Kazeka Mbekeni

Healed Womxn Empowered: Creating Healing Spaces for Women in Places of Conflict in Nyanga

Abstract

Gender-based violence (GBV) is a profound and widespread issue for women in South Africa, and this was demonstrated on the 4th of September, 2019 when womxn marched together to end GBV in South Africa after the death of local UCT student Uyinene “Nene” Mrwetyana. GBV is a significant obstacle for gender equality and female empowerment in South Africa and also has long-lasting psychological effects on the women who survive these events as well as those around them; altering the way they see themselves and others in relation to the world. There is a need for healing spaces for womxn in South Africa. Spaces that make women feel safe (physically and mentally) and empowered.

The current healing spaces are mostly found in private clinics/hospitals patient-use (private space) and they are usually focused more on physical health (with the use of medicinal plants) but not centred around improving mental health. Retaining healing spaces in these sorts of environments (private spaces) makes them inaccessible.

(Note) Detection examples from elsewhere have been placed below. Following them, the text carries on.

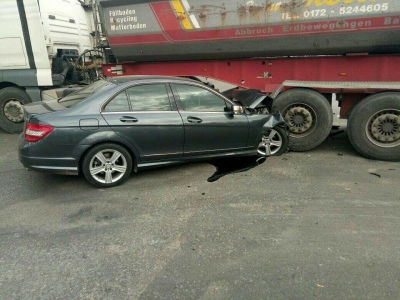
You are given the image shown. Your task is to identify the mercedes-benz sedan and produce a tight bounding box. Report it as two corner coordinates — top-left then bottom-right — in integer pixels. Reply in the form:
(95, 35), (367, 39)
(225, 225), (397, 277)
(19, 76), (288, 187)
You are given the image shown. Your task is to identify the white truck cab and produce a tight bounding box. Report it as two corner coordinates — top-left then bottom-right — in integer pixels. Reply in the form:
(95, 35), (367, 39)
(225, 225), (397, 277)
(0, 0), (93, 133)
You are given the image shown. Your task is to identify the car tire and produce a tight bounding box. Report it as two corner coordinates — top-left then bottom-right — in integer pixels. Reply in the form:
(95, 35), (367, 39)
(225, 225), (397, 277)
(82, 143), (132, 188)
(257, 126), (289, 156)
(272, 88), (333, 151)
(347, 92), (400, 161)
(0, 87), (32, 133)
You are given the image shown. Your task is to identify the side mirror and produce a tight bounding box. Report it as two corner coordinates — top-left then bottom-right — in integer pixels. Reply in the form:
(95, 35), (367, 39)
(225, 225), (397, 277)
(232, 105), (244, 115)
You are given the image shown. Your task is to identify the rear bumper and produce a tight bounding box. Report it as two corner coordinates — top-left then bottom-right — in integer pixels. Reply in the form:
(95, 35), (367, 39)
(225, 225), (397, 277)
(18, 155), (79, 175)
(18, 134), (79, 175)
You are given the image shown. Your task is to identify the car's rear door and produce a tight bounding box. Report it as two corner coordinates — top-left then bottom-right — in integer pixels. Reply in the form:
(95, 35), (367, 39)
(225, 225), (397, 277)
(171, 83), (249, 156)
(102, 83), (184, 161)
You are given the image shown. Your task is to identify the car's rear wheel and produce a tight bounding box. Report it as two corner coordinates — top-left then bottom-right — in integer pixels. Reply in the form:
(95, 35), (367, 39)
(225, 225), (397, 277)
(82, 144), (132, 188)
(257, 126), (289, 156)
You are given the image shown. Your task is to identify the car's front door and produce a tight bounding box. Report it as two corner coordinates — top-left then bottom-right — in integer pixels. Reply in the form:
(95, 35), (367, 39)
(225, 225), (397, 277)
(172, 84), (249, 156)
(102, 83), (184, 161)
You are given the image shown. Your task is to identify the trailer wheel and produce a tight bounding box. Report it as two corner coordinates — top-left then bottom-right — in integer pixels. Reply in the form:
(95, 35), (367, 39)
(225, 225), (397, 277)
(0, 87), (32, 133)
(348, 93), (400, 161)
(272, 88), (333, 151)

This project aims to contribute to the field of landscape architecture (and other space-makers) mainly focused on mental health and to encourage that these spaces be made more accessible, an essential part of our everyday lives, and implemented as a design solution for environments that could be detrimental to our mental health.

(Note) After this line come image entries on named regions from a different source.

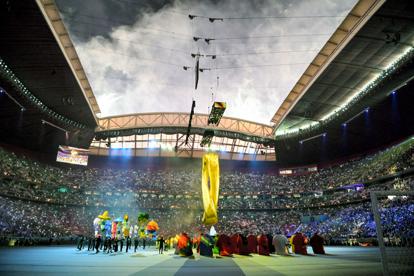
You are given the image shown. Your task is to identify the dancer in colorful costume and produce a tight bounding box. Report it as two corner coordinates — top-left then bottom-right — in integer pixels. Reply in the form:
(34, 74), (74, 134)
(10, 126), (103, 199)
(310, 232), (325, 254)
(201, 153), (220, 225)
(93, 211), (111, 253)
(291, 232), (308, 255)
(137, 213), (149, 249)
(114, 217), (124, 252)
(177, 233), (193, 257)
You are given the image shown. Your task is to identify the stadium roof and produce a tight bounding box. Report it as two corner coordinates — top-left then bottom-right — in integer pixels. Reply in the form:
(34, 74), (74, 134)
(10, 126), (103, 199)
(272, 0), (414, 135)
(56, 0), (357, 124)
(90, 113), (276, 161)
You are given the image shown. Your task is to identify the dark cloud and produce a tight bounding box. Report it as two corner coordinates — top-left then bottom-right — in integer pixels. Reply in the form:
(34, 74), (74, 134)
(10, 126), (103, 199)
(58, 0), (356, 123)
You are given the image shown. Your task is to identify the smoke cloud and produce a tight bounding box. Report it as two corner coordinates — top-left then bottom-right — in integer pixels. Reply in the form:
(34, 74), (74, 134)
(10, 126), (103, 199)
(58, 0), (357, 124)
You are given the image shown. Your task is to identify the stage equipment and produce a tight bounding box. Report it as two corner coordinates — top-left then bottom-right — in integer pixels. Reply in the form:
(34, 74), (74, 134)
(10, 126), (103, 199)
(201, 153), (220, 225)
(200, 129), (214, 147)
(207, 102), (226, 126)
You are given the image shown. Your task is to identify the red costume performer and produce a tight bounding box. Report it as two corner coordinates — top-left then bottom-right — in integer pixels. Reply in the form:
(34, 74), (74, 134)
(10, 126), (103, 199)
(217, 234), (233, 256)
(292, 232), (308, 255)
(247, 235), (257, 253)
(257, 235), (270, 256)
(310, 232), (325, 254)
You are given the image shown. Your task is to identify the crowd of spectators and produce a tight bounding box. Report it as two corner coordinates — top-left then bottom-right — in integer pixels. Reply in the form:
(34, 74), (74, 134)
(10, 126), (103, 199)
(0, 139), (414, 244)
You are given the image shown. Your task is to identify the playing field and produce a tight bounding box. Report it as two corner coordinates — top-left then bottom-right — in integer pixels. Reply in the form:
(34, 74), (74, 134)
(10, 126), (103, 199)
(0, 246), (382, 276)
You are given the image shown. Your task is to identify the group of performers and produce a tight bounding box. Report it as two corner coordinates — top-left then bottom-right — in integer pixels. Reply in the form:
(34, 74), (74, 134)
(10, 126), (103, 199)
(175, 232), (325, 257)
(77, 211), (159, 253)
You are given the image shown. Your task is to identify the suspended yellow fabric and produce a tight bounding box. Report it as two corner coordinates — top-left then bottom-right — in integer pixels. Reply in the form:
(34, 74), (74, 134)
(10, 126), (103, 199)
(201, 153), (220, 225)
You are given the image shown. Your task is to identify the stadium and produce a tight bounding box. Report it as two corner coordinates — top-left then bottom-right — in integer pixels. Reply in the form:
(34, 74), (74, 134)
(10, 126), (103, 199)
(0, 0), (414, 275)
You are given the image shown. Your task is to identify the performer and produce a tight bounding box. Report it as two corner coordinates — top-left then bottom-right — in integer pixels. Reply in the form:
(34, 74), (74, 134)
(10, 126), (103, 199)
(257, 234), (270, 256)
(121, 214), (131, 253)
(104, 220), (112, 253)
(247, 235), (257, 253)
(273, 232), (289, 256)
(200, 234), (214, 257)
(266, 234), (275, 254)
(158, 236), (165, 254)
(92, 216), (102, 253)
(292, 232), (308, 255)
(111, 220), (118, 252)
(94, 211), (110, 253)
(76, 235), (85, 251)
(115, 217), (124, 252)
(177, 233), (193, 257)
(310, 232), (325, 254)
(130, 224), (139, 252)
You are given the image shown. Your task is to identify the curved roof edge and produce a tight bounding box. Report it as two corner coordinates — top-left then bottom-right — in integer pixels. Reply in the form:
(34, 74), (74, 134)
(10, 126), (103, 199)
(36, 0), (101, 123)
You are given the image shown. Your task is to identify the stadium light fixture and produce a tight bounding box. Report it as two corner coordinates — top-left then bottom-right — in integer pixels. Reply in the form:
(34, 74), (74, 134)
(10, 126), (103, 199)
(42, 119), (69, 133)
(299, 132), (327, 144)
(276, 46), (414, 140)
(342, 107), (369, 127)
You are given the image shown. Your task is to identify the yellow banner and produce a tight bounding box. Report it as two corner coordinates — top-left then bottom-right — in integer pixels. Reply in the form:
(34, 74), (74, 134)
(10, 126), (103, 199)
(201, 153), (220, 225)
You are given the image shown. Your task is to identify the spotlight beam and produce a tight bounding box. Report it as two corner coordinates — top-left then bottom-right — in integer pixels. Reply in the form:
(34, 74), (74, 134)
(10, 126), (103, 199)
(42, 119), (69, 133)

This thesis carefully unpacks the issues around gender-based violence in South Africa (such as safety, representation and memorialization of local women, female empowerment, and mental health) and theories such as ecotherapy and ecopsychology to understand how the landscape can be used to provide a safe and healing environment for local women. Healing typically consists of cognitive restructuring (changing ideas around self-worth) and, in this study, it is explored at two levels. The one, empowerment is looked at more as a visual practice that takes place within the public realm whilst the other, inward-looking, self-discovery and meditative practice is looked at more as an experiential practice that takes place in the private realm.

The chosen area of study is Nyanga (located in Cape Town, South Africa) which has been known to be the murder capital of South Africa. This area has also been identified as one of the top 30 GBV hotspots in South Africa with abuse and murder of women, children and queer people in South Africa amongst the highest in the world. Zooming in on the Nyanga taxi Interchange precinct as the area that local women in Nyanga occupy most and unpacking the conditions of these used spaces and the key activities within this area which will inform the project and; majority-female informal trade taking place, the day clinic, the vegetable garden, and the under-utilized private land; to properly understand how these could be strategically integrated to create healing spaces for everyday use.